Александр Петриков специально для «Кашина»

Ключевой вопрос этих суток – был ли Путин в ярости, когда узнал.

Чтобы не томить, ответим сразу: да, конечно, был в ярости. Рвал и метал. Дальше, видимо, было что-то вроде дознания, когда обзванивается круг самых очевидных подозреваемых, и каждого спрашивают – Ты, ты, ты? И когда кто-то отвечает, что да, это я, – тогда с ним происходит разговор в том духе, что как же это ты, братец, так переусердствовал; наказания не последует, более того, на аппаратной и политической судьбе преступника это никак не скажется, и вся государственная машина (следователи, судьи, пропаганда) начнет работать на то, чтобы отвести подозрение от того, кто это сделал. Это закон, никак не зависящий от конкретных обстоятельств и имен – с давних уже пор у нас на любое преступление, в котором можно заподозрить государство, первой государственной реакцией оказывается заметание следов. Они еще сами не знают, кто это сделал и почему (кто сбил «боинг», кто убил Немцова и т.п.), но с первых же минут начинают вот это – да может, он сам себя, да может, провокация, подставили, сакральная жертва и все такое. Рефлекс, фоновая реакция, которую правильнее интерпретировать даже не как «да, это мы», а чуть менее уверенно – «да, это могли быть мы, и на всякий случай мы сразу соврем, а потом будем разбираться».

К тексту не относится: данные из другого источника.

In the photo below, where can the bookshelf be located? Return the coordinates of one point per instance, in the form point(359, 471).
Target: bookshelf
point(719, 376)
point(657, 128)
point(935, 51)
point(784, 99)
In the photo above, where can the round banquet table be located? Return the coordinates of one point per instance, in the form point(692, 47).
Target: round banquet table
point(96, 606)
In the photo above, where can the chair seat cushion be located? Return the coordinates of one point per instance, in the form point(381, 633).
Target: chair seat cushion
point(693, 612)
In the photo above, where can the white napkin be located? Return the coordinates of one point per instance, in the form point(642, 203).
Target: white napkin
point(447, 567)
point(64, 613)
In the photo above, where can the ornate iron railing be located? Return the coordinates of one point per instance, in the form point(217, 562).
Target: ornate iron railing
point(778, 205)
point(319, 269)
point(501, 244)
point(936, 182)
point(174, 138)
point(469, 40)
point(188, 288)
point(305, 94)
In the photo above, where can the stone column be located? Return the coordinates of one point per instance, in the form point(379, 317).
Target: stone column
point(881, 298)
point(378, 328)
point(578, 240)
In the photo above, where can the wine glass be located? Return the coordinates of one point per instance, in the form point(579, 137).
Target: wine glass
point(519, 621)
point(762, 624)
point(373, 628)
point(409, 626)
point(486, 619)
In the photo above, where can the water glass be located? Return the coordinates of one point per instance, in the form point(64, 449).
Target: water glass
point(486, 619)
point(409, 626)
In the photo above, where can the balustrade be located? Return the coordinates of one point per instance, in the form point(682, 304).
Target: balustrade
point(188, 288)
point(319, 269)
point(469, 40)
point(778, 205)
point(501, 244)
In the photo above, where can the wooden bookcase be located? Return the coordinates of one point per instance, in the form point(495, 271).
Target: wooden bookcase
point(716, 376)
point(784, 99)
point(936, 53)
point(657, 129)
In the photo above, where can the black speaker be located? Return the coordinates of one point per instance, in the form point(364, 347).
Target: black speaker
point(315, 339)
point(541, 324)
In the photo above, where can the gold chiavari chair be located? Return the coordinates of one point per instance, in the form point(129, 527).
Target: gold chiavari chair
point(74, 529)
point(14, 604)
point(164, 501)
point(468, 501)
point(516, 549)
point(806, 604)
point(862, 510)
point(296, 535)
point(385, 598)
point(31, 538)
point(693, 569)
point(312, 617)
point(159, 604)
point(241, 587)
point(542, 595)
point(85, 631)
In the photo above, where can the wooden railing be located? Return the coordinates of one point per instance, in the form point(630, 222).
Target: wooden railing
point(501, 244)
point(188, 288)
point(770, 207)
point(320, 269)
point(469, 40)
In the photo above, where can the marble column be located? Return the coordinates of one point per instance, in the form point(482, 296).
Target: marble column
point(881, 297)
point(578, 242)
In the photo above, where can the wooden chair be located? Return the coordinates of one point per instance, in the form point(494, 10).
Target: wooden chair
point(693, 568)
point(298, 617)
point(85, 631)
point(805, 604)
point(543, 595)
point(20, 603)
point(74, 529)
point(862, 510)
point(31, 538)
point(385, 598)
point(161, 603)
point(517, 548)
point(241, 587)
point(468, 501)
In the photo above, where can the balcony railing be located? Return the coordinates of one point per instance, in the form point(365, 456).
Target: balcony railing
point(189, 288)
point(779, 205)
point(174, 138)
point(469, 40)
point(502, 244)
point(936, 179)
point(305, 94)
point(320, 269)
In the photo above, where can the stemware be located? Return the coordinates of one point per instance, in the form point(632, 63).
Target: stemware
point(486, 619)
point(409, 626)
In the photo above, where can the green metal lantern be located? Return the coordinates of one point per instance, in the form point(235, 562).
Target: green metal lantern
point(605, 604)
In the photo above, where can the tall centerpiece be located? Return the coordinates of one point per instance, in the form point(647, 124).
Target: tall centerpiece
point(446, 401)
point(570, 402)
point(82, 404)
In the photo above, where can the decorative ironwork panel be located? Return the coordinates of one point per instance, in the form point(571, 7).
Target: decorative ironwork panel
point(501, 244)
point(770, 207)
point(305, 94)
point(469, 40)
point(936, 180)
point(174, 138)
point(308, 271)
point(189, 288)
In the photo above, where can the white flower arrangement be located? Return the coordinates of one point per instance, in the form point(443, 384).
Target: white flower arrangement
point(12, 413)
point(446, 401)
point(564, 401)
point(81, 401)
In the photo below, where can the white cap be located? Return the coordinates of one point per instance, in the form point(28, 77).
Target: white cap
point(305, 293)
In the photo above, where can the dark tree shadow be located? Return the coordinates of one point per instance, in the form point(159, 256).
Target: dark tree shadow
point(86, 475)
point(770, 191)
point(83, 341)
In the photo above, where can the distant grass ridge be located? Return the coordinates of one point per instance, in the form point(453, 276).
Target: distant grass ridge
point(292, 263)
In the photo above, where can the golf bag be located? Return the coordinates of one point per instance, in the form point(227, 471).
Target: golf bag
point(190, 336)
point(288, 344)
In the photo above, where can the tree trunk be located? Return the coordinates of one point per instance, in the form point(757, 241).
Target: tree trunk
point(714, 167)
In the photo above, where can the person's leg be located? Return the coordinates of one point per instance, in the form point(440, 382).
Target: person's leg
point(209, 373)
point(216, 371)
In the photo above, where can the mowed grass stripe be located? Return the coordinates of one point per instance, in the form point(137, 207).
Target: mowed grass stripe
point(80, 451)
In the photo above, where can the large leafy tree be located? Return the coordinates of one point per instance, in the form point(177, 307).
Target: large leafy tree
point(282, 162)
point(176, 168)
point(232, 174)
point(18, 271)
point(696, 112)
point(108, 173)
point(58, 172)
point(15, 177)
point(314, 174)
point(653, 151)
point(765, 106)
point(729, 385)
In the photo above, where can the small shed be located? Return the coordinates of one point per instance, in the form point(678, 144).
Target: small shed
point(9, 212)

Сюжетов такого рода за двадцать лет скопилось достаточно, чтобы искать закономерности, и правильнее будет сначала обозначить две крайности. Первая: злой Путин в своем логове сидит и придумывает всевозможные зверства – взорвать дома (1999), посадить Ходорковского (2003), убить Политковскую (2006), замучить Магнитского (2009), покалечить Кашина (2010), сбить «боинг» (2014), убить Немцова (2015), отравить Скрипаля (2018), отравить Верзилова (2018), арестовать Голунова (2019), отравить Навального (2020). Такой, значит, доктор Зло, кинематографический преступник, до сих пор не встречавшийся в реальной жизни. Понятно, что в такое мы не верим. Тогда крайность вторая: в том же логове сидит глупый прекраснодушный Путин, увлеченный, скажем, историей Второй мировой войны, пишет статью про поляков, а за его спиной всевозможные злодеи занимаются своими злодейскими делами – Сечин сажает Ходорковского, Кадыров убивает Политковскую и Немцова, Шойгу сбивает самолет, следователь Карпов и тюремщики доводят до смерти Магнитского, Турчак избивает Кашина, полицейские подбрасывают Голунову наркотики, Петров с Бошировым травят Скрипаля, а Пригожин – Верзилова и Навального. Все действуют по собственной инициативе, все исходят из того, что Путину до них нет дела. Каждое преступление таким образом можно воспринимать как эксцесс исполнителя, поставленного на определенный участок и однажды переусердствовавшего.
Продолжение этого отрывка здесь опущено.